Friend and daughter (party)

Another friend was due to head north last night; but phoned to say he'd leave it until tomorrow. Tomorrow has arrived, it's late afternoon and still no sign of him.

Saturday 7 June 2014


In the light of events and commemorations June 6th onwards...

This image belongs to a friend, I'm borrowing it and have given it a small dose of Photoshop. Thanks Chris x

War memorial Rishton, Lancs.

Which of course leads me to remember poetry studied years ago for GCE.

Wilfred Owen

My friend, you would not tell with such high zest 
To children ardent for some desperate glory, 
The old Lie: 
Dulce et decorum est Pro patria mori.

Friday 6 June 2014

Looking into the past...

On and off for quite a while now, I've been dabbling with genealogy. I've become quite good at finding and using free resources. Lately I joined the ranks of the FreeCEN transcribers for Derbyshire. Once my current OU course finishes I aim to put more effort into transcription. I also joined the Derbyshire Family History Society and am considering joining the Huddersfield FHS. 
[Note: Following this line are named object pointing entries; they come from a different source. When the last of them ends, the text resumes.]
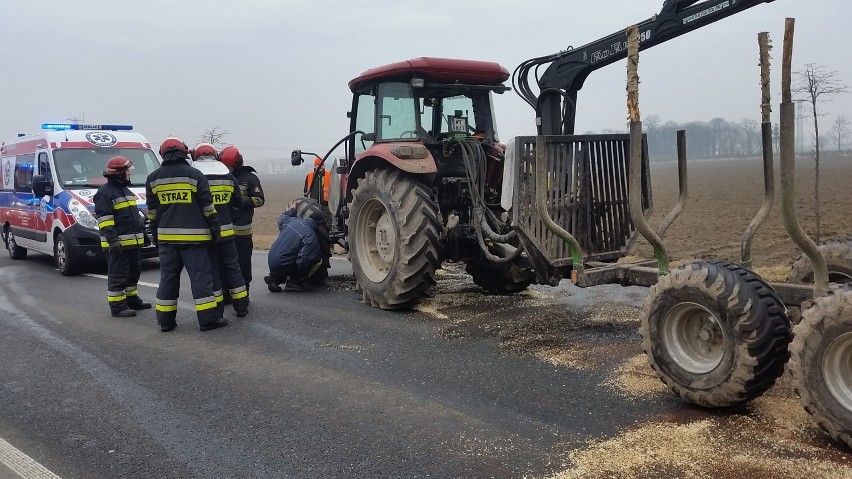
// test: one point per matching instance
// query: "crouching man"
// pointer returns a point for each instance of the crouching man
(296, 254)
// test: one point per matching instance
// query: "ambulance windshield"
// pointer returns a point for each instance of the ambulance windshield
(83, 167)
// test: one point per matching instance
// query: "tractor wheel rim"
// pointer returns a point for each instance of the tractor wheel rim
(693, 337)
(376, 241)
(836, 371)
(60, 255)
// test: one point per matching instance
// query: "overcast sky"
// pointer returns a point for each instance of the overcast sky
(274, 73)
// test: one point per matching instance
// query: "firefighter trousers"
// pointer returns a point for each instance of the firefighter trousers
(245, 246)
(196, 259)
(227, 277)
(123, 271)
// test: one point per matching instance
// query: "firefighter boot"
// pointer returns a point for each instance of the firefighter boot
(124, 312)
(136, 304)
(241, 306)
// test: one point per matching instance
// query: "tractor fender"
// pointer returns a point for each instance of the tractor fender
(412, 158)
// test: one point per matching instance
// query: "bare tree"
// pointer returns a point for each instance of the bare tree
(840, 130)
(751, 131)
(816, 84)
(213, 135)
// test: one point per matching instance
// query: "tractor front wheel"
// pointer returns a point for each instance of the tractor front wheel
(394, 239)
(821, 363)
(715, 333)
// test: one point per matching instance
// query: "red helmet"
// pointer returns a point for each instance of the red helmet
(173, 143)
(204, 149)
(230, 155)
(117, 165)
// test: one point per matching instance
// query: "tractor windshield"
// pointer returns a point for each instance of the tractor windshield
(394, 111)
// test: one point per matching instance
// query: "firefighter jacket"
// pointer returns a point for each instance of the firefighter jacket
(297, 244)
(252, 195)
(117, 215)
(226, 197)
(180, 205)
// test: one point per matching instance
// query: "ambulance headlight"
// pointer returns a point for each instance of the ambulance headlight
(82, 215)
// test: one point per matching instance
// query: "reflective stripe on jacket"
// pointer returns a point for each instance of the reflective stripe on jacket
(117, 215)
(180, 205)
(252, 194)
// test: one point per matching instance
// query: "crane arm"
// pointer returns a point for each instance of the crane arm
(555, 104)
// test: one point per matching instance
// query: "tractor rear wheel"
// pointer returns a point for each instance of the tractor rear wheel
(394, 239)
(838, 258)
(821, 355)
(715, 333)
(502, 278)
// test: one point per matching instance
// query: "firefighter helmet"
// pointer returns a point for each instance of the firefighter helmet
(173, 143)
(204, 149)
(230, 155)
(117, 165)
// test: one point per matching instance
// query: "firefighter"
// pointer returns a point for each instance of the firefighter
(296, 254)
(252, 197)
(184, 223)
(223, 255)
(322, 183)
(122, 234)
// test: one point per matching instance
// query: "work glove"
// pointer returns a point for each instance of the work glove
(115, 247)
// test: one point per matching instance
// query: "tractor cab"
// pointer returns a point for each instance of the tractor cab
(431, 102)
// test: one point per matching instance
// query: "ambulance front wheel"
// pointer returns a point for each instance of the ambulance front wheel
(15, 251)
(65, 262)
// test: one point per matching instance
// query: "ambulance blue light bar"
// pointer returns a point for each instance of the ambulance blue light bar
(75, 126)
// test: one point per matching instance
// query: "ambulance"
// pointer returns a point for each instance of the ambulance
(47, 182)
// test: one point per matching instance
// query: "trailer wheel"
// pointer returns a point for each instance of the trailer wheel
(821, 363)
(15, 251)
(503, 278)
(715, 333)
(394, 240)
(838, 258)
(65, 262)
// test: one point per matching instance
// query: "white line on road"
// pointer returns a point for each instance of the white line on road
(21, 464)
(103, 276)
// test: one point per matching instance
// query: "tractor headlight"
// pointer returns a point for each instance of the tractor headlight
(82, 215)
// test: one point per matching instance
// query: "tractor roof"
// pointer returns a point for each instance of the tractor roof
(439, 70)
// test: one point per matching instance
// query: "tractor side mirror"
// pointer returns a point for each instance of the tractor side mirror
(42, 186)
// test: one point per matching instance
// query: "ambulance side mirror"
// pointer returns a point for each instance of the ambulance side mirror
(42, 186)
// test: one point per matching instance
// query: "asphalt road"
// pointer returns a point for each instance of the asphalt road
(308, 385)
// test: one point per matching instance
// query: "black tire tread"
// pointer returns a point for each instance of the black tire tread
(828, 311)
(419, 240)
(762, 327)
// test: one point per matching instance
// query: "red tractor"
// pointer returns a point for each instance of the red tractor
(425, 183)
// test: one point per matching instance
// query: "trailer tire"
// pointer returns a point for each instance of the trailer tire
(15, 251)
(394, 239)
(838, 258)
(502, 278)
(65, 262)
(820, 359)
(715, 333)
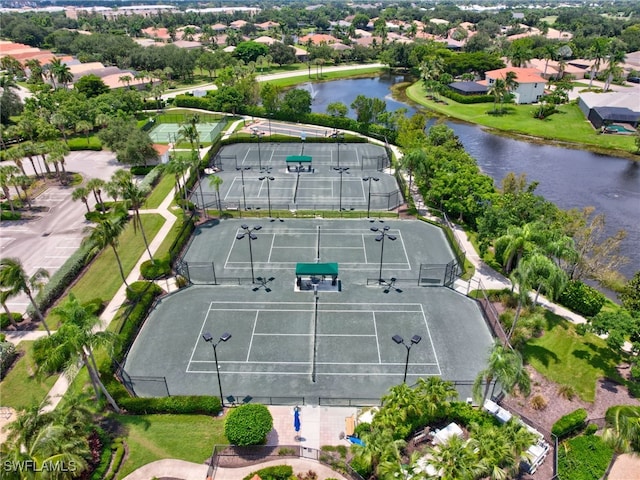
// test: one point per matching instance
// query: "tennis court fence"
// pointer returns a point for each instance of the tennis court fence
(227, 456)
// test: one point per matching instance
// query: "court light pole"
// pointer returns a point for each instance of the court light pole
(368, 179)
(258, 135)
(383, 233)
(400, 341)
(244, 196)
(341, 171)
(269, 179)
(209, 339)
(251, 236)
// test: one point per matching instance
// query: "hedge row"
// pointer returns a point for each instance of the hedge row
(64, 277)
(277, 472)
(569, 423)
(466, 99)
(582, 298)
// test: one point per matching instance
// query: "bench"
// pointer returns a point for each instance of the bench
(349, 425)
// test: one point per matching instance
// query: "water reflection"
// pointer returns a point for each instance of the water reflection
(569, 178)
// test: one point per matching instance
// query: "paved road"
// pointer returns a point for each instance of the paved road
(274, 76)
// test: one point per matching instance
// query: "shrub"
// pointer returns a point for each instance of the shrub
(286, 452)
(151, 270)
(9, 215)
(583, 458)
(582, 298)
(569, 423)
(5, 322)
(538, 402)
(591, 429)
(7, 355)
(567, 391)
(248, 425)
(137, 289)
(277, 472)
(178, 405)
(95, 306)
(141, 169)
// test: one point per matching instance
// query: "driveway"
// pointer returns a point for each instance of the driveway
(49, 237)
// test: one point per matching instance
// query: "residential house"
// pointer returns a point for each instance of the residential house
(530, 83)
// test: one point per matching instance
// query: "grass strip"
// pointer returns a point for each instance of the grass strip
(567, 358)
(20, 388)
(569, 125)
(155, 437)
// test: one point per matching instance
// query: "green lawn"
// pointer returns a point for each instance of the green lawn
(569, 125)
(103, 272)
(160, 191)
(299, 79)
(19, 389)
(567, 358)
(155, 437)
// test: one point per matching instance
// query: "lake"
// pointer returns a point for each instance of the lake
(569, 178)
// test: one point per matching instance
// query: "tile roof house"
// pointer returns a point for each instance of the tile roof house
(318, 38)
(530, 83)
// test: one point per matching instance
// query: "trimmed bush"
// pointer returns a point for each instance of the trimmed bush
(137, 289)
(193, 404)
(277, 472)
(9, 215)
(569, 423)
(7, 356)
(5, 322)
(582, 298)
(248, 425)
(583, 458)
(151, 270)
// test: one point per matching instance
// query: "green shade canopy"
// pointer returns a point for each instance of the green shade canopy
(319, 269)
(298, 159)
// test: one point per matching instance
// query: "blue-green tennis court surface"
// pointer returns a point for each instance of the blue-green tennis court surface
(282, 349)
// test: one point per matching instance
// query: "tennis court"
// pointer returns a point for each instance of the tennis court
(267, 180)
(169, 132)
(290, 345)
Being curious, I also took a look at the family trees of some of my English friends. How different they are to mine! For one thing, some people's ancestors seem to have followed the same occupation and remained in the same area. So, someone born in Lancs. has forbears living in Lancs. Not my lot...they range through at least three counties with some emigrating to Canada, the USA and New Zealand. 

I'm having problems with the maternal side as they were / are Roman Catholics.

Thankfully my paternal side were Wesleyans or / and Church of England. For that side of the family there's a wealth of information. I even have (somewhere) some birth and death certificates as useful evidence. 

Those that lived in Derbyshire included Aldermen and other local worthies. The newspaper shop in the village owned by one of my forbears is still a newsagents, but the owner is not a relative. 

Newspaper excerpt, early twentieth century

Here, I need to explain that although the clipping uses the term 'Liberal... in those days being of the Liberal persuasion bore no relation nor resemblance to any party using that term today.

70 years ago

Today the news has focussed on Normandy as it did 70 years ago today.
Unlike today's generation, mine grew up with relatives who could tell of what happened during the war.

Our house had blackout boards left from war time. Simple pieces of plywood cut to shape, fitted against the windows to stop light escaping in to the street.

We used them in the kitchen long after the war ended. They created a dark room for amateur photography.

There weren't many family involved in WWII; 
those lives had already been lost in WWI.